As a Thursday bonus, I wanted to send along a copy of a report I recently put together for the City of East Gull Lake, where Community Growth Institute has not only served as City Planner for the last ten years but where my family and I have lived since 1996. This gives me some liberty to use real examples since I can pick on myself. Some of the information I'm passing on here was originally developed for this blog, and I'll link that in. It is a small example of how the Strong Town discussion is becoming part of the larger debate.
In the past decade, city officials have debated off-lake development densities. The debate has often been between 2.5-acre and 5-acre lot sizes, the former being preferred ultimately because of the flexibility it provided the landowner. Support for this development approach has been based on a number of specific values:
- The community preference for the low-density development pattern of 2.5 and 5 acre lots.
- Protecting the right of a property owner to develop their property in a reasonable way.
- The desire to promote growth and development throughout the community.
The last decade has also seen some developments built in this style that have been less than successful in the market. That would include:
- Maplewood Ridge (10 of 14 lots vacant)
- Gull Meadow Estates (9 of 11 lots vacant)
- Ruth Lake Estates (10 of 11 lots vacant)
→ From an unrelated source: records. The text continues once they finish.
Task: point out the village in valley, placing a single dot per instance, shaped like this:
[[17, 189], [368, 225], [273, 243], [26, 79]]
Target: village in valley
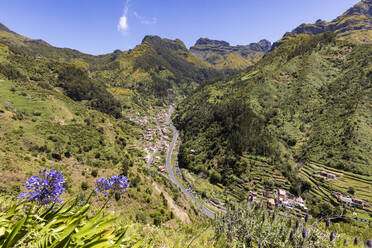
[[156, 136]]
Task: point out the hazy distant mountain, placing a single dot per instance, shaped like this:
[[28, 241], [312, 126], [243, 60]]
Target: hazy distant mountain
[[223, 56], [355, 25]]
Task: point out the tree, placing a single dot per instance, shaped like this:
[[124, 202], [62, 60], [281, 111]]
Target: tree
[[351, 190]]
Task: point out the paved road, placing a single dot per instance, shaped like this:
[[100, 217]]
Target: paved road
[[171, 174], [149, 161]]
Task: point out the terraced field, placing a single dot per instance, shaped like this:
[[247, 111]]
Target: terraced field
[[323, 188]]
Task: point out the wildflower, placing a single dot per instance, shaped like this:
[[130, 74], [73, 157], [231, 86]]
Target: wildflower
[[369, 243], [45, 188], [119, 183], [328, 223], [346, 243], [102, 185], [304, 232], [306, 218], [331, 237]]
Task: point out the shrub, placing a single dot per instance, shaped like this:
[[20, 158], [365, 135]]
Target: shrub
[[94, 173], [84, 186]]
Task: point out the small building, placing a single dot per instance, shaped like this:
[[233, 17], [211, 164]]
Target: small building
[[299, 200], [358, 201], [252, 195], [270, 203], [346, 200], [266, 194], [282, 195], [328, 175]]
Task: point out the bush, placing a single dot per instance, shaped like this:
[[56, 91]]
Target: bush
[[94, 173], [84, 186]]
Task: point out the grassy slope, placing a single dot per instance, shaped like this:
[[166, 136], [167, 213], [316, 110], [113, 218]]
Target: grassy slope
[[307, 100], [354, 25], [41, 127]]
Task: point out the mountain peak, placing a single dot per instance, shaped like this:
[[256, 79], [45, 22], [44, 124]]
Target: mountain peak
[[206, 41], [355, 24], [222, 55], [176, 44]]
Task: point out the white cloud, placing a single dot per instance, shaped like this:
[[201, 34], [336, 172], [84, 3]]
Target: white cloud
[[144, 20], [123, 25], [123, 21]]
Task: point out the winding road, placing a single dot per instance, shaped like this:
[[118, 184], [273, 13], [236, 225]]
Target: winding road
[[171, 173], [149, 161]]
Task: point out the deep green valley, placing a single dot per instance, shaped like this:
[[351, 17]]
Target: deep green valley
[[263, 145]]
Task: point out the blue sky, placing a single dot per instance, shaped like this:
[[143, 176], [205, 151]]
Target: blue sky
[[91, 26]]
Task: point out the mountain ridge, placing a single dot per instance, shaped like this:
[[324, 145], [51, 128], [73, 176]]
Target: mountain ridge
[[221, 55], [354, 24]]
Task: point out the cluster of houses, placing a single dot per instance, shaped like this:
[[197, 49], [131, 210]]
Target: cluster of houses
[[140, 121], [281, 198], [350, 201]]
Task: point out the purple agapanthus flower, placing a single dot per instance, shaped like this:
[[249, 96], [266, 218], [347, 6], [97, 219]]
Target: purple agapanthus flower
[[102, 185], [119, 183], [115, 184], [45, 188]]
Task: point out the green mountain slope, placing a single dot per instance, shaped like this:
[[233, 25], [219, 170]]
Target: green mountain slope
[[56, 114], [309, 99], [223, 56], [355, 25]]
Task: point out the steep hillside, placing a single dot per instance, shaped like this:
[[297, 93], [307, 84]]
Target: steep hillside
[[55, 115], [158, 67], [355, 25], [223, 56], [309, 99]]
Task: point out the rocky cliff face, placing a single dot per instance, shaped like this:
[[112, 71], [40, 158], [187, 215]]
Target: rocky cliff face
[[224, 56], [355, 24]]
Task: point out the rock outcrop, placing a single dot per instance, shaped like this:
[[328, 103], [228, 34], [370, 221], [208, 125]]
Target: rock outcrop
[[355, 25], [224, 56]]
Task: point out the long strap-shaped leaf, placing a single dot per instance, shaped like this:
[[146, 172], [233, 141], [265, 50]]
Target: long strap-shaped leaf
[[11, 238]]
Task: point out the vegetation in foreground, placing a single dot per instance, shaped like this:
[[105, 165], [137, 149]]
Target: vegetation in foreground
[[42, 220]]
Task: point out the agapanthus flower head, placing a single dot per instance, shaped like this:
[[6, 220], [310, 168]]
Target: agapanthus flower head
[[115, 185], [45, 188], [369, 243], [346, 243], [102, 185], [328, 222], [119, 183], [331, 237], [304, 234]]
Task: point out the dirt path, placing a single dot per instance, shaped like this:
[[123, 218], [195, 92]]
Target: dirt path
[[178, 212]]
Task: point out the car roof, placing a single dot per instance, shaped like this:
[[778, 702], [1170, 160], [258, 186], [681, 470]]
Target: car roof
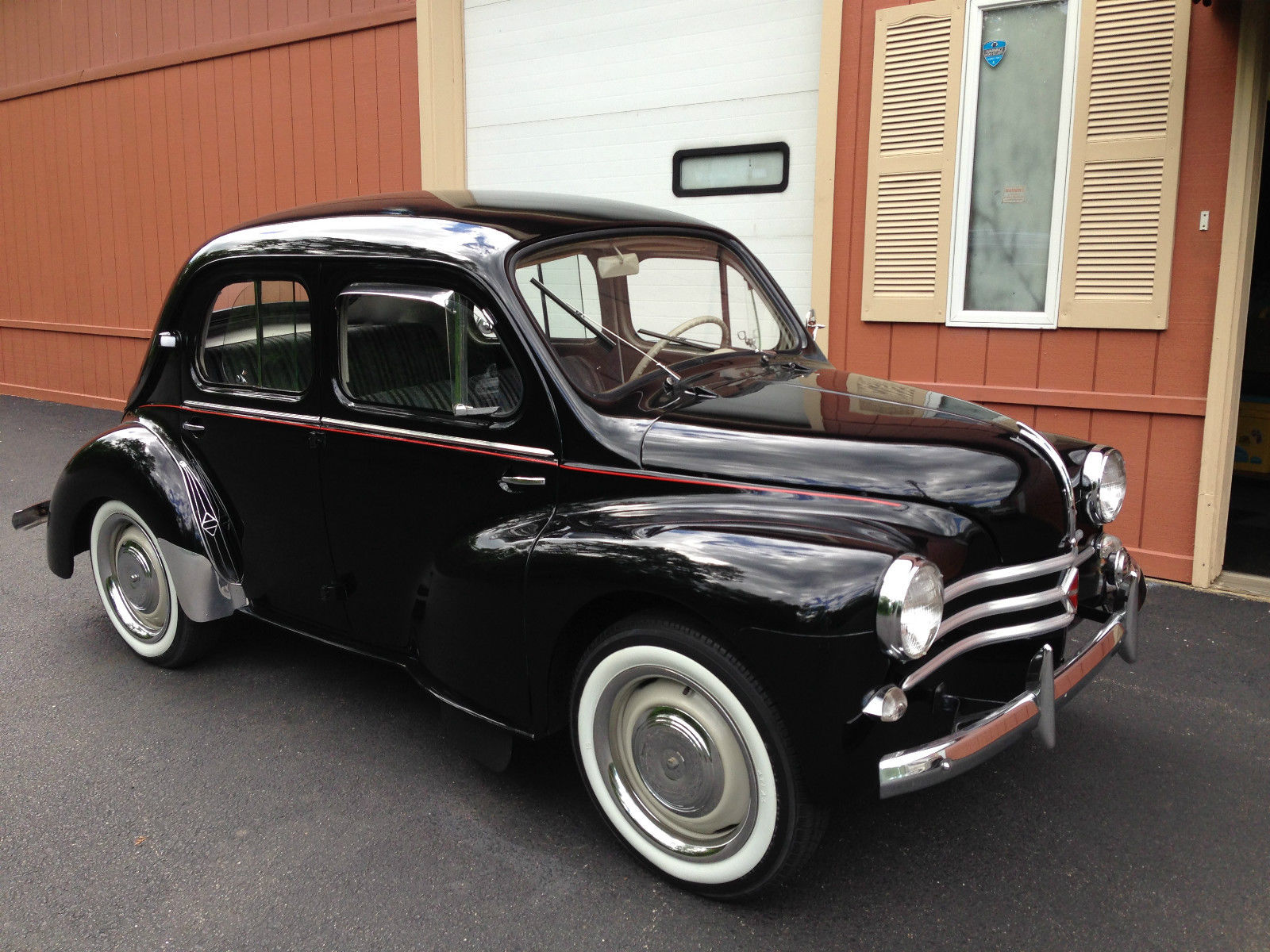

Currently there is a glut in the market for off-lake lots. The CGI Planning Team has analyzed sales and marketing data and estimated that the Brainerd Lakes Area has in a best-case at least ten years and, if we have truly adjusted to a “new norm”, potentially over thirty years worth of vacant, off-lake lots available in the market today.
Each of these failed developments in East Gull Lake has roads that are being maintained by the city, yet the city collects minimal amounts of property tax from the undeveloped lots. That means the general taxpayer is subsidizing these developments.
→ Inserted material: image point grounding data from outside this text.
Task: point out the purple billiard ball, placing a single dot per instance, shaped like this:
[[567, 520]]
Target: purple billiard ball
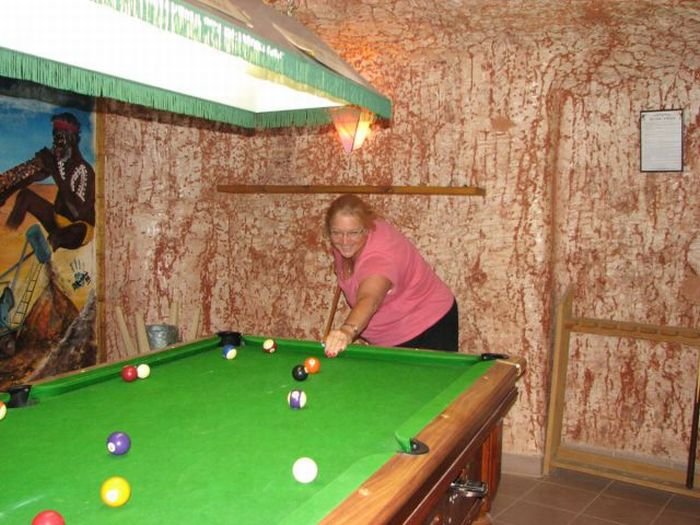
[[118, 443], [296, 399], [299, 373]]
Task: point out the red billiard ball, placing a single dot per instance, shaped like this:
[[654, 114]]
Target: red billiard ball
[[48, 517], [129, 373], [312, 365]]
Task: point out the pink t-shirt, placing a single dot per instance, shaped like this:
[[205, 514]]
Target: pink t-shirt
[[417, 298]]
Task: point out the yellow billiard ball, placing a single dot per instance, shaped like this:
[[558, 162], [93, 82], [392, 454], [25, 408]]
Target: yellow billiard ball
[[115, 491]]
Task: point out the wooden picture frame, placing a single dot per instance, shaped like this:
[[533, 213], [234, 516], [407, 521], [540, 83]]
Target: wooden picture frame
[[50, 229]]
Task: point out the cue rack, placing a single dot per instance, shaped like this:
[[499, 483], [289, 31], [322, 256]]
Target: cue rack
[[557, 454]]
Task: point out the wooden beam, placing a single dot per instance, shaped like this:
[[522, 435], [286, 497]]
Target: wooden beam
[[387, 190], [651, 332]]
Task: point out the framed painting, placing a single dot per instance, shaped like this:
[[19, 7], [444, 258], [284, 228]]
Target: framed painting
[[48, 262]]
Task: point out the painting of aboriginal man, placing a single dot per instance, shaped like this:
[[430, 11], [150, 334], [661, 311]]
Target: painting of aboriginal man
[[47, 230]]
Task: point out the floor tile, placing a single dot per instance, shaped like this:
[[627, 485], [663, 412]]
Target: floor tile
[[623, 511], [676, 518], [684, 505], [524, 513], [516, 486], [631, 492], [580, 480]]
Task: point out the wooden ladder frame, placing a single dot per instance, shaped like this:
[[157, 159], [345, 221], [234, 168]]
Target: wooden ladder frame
[[557, 454]]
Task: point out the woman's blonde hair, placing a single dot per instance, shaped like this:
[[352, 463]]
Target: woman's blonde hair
[[351, 205]]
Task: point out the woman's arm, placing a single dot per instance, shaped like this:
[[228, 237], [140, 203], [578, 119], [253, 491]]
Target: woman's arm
[[370, 296]]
We have also come to understand that, even if the developments were successful, the property tax collected by the city from the properties is a fraction of the cost to maintain the infrastructure that serves them. A handout was provided in last month’s packet that showed how the tax revenue from City Planner Charles Marohn’s house on Leewood Drive would take 37 years to pay for that property’s share of the road cost. The entire $252 received in city tax in 2010 from the Marohn property would not even cover the cost of snowplowing a proportional share of the road that serves it.
Of the three community values listed as supporting the 2.5 and 5-acre off-lake development pattern, the desire for growth and development has its root in the belief that new growth will generate additional property tax that, in turn, will lower overall tax rates. For off-lake development in East Gull Lake, the opposite is happening. Each new development that adds roads will cost taxpayers more to maintain than is gained in new tax revenue, even if the development is successful.
This brings up a fourth community value: the desire to maintain a fair rate of taxation.
How do the remaining two pro-development values – the rights of the property owner to develop and the desire for the 2.5 and 5-acre development pattern – weigh against the desire to keep taxes low?
- Are the residents of East Gull Lake willing to continue to develop in this way when each new development causes an increase in the overall tax rate?
- Would residents prefer to require new developments to be cost-effective, which would effectively mean that – at current lot sizes – no new developments would happen off-lake unless they were along existing roads and contained no new municipal infrastructure?
- Would residents want to consider more-intensive styles of development that would generate more tax revenue if those styles were not traditionally compatible with the character of the community (for example, high-density housing in our off-lake residential neighborhoods)?
The City’s Comprehensive Plan does not suggest how to resolve this clash of values. The outcome of this discussion should ultimately lead to amendments to the plan that would clarify the direction of the City.